St. Johannis (Hamburg-Eppendorf)
Die St.-Johannis-Kirche ist eine evangelisch-lutherische Pfarrkirche im Hamburger Stadtteil Eppendorf. Sie ist eine der ältesten Gründungen auf nordelbischem Gebiet, war sehr lange Mittelpunkt eines großen Kirchspiels und ist Mutterkirche vieler weiterer Kirchen im Hamburger Norden. Das nach Johannes dem Täufer benannte Gebäude gilt als die bekannteste „Hochzeitskirche“ in Hamburg.
Geschichte
Die Kirche wurde 1267 erstmals urkundlich erwähnt als Ort einer Verhandlung gegen Otto von Barmstede. Die häufig geäußerte Vermutung, ihre Gründung ginge auf eine Missionsreise Ebo von Reims im Jahre 823 in das Gebiet nördlich des fränkischen Reichs zurück, lässt sich nicht belegen. 1400 wurde die Kirche in das Zisterzienserinnenkloster Harvestehude inkorporiert, von deren Patronen das Kirchspiel bis 1832 verwaltet wurde.

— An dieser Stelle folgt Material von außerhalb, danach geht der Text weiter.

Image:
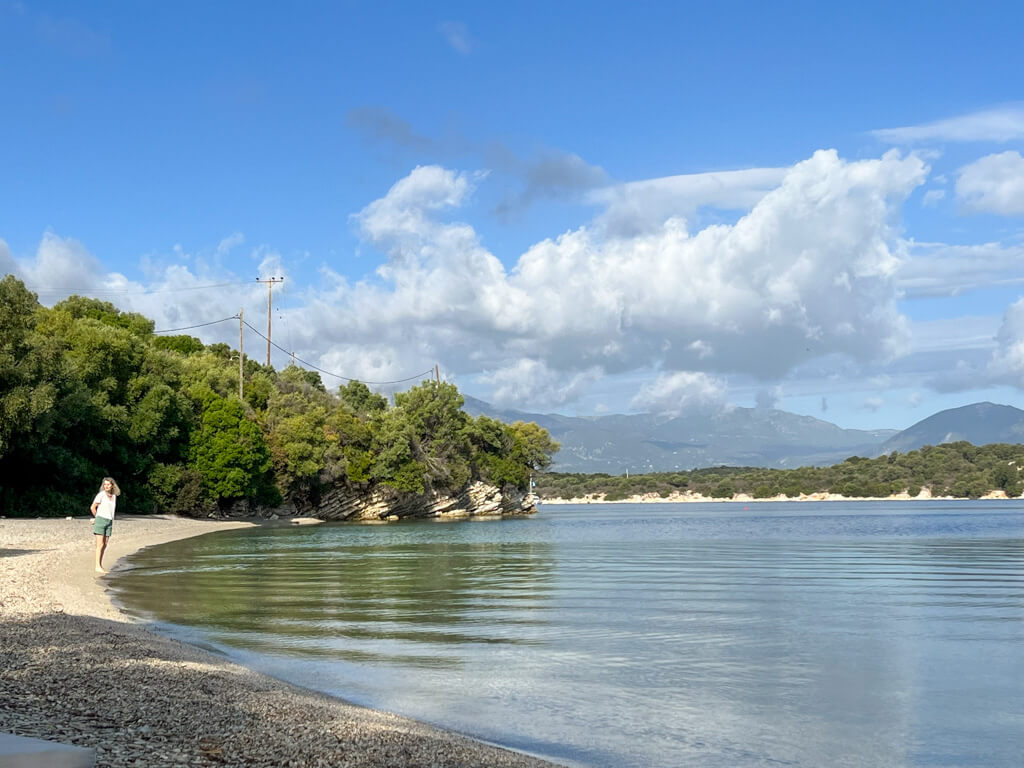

Der Pfarrbezirk umfasste bis zum Gottorper Vergleich im Jahre 1768 und zur daraus resultierenden Abtretung des Bezirks der Niendorfer Marktkirche das gesamte Gebiet zwischen der damaligen Hamburger Stadtgrenze am Dammtor im Süden und Ochsenzoll im Norden. Besonders während der Wachstumsphase Hamburgs am Ende des 19. Jahrhunderts und zu Beginn des 20. Jahrhunderts entstanden viele neue Gemeinden auf dem Gebiet des ehemaligen Pfarrbezirkes von St. Johannis. Einige dieser unmittelbaren Tochterkirchen sind St. Lukas in Fuhlsbüttel, St. Johannis in Harvestehude und St. Markus in Hoheluft.
Während der Kriege im 17. und 18. Jahrhundert musste die Kirche mehrfach Plünderungen und Nutzung als Militärlager und zuletzt während der Hamburger Franzosenzeit als Unterkunft für die aus dem niedergebrannten Pesthof evakuierten Kranken überstehen.
Baugeschichte und Architektur
Der älteste Teil der Kirche ist der romanische Rundturm, der 1751 rechteckig mit Backsteinen ummantelt und mit einer barocken, heute mit Kupferblech gedeckten, 36 m hohen Spitze versehen wurde. Die Feldsteinmauer des alten Turmes sind nur noch an der Rückwand der Empore zu erkennen. Der Turm entstand möglicherweise schon in karolingischer Zeit als Wachturm an der damaligen Alsterfurt.[1]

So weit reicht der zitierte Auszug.